Because t, n, p are parameterised, the space needed to store or transmit information about such curve is small.
[1] Galbraith, Steven D., Kenneth G. Paterson, and Nigel P. Smart. "Pairings for cryptographers." Discrete Applied Mathematics 156.16 (2008): 3113-3121.
[2] Washington, Lawrence C. Elliptic curves: number theory and cryptography. CRC press, 2008.
[3] Menezes, Alfred J., Tatsuaki Okamoto, and Scott A. Vanstone. "Reducing elliptic curve logarithms to logarithms in a finite field." iEEE Transactions on information Theory 39.5 (1993): 1639-1646.
[4] Schoof, René. "Nonsingular plane cubic curves over finite fields." Journal of combinatorial theory, Series A 46.2 (1987): 183-211.

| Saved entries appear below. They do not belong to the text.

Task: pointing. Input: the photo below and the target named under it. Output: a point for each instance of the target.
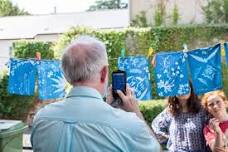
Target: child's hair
(219, 93)
(193, 104)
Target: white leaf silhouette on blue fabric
(205, 69)
(22, 76)
(51, 81)
(138, 76)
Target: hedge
(135, 40)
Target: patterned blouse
(183, 133)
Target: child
(216, 131)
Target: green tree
(140, 20)
(8, 9)
(175, 15)
(216, 11)
(108, 4)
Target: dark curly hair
(193, 103)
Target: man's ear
(104, 74)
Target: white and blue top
(184, 132)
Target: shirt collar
(83, 91)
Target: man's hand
(130, 103)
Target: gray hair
(83, 59)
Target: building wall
(190, 10)
(5, 46)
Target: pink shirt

[5] Schoof, René. "Elliptic curves over finite fields and the computation of square roots mod 𝑝." Mathematics of computation 44.170 (1985): 483-494.
[6] Miller, Victor. "Short programs for functions on curves." Unpublished manuscript 97.101-102 (1986): 44.
[7] https://math.mit.edu/classes/18.783/2017/LectureNotes5.pdf
[8] Joseph H. Silverman, The arithmetic of elliptic curves, Graduate Texts in Mathematics 106, second edition, Springer 2009.
[9] Barreto, Paulo SLM, Ben Lynn, and Michael Scott. "Constructing elliptic curves with prescribed embedding degrees." International Conference on Security in Communication Networks. Springer, Berlin, Heidelberg, 2002.
[10] Barreto, Paulo SLM, and Michael Naehrig. "Pairing-friendly elliptic curves of prime order." International Workshop on Selected Areas in Cryptography. Springer, Berlin, Heidelberg, 2005.
[11] https://github.com/golang/crypto/blob/master/bn256/constants.go
[12] http://www.craigcostello.com.au/pairings/PairingsForBeginners.pdf
[13] S. D. sGalbraith. Pairings, volume 317 of London Mathematical Society Lecture Notes, chapter IX, pages 183–213. Cambridge University Press, 2005.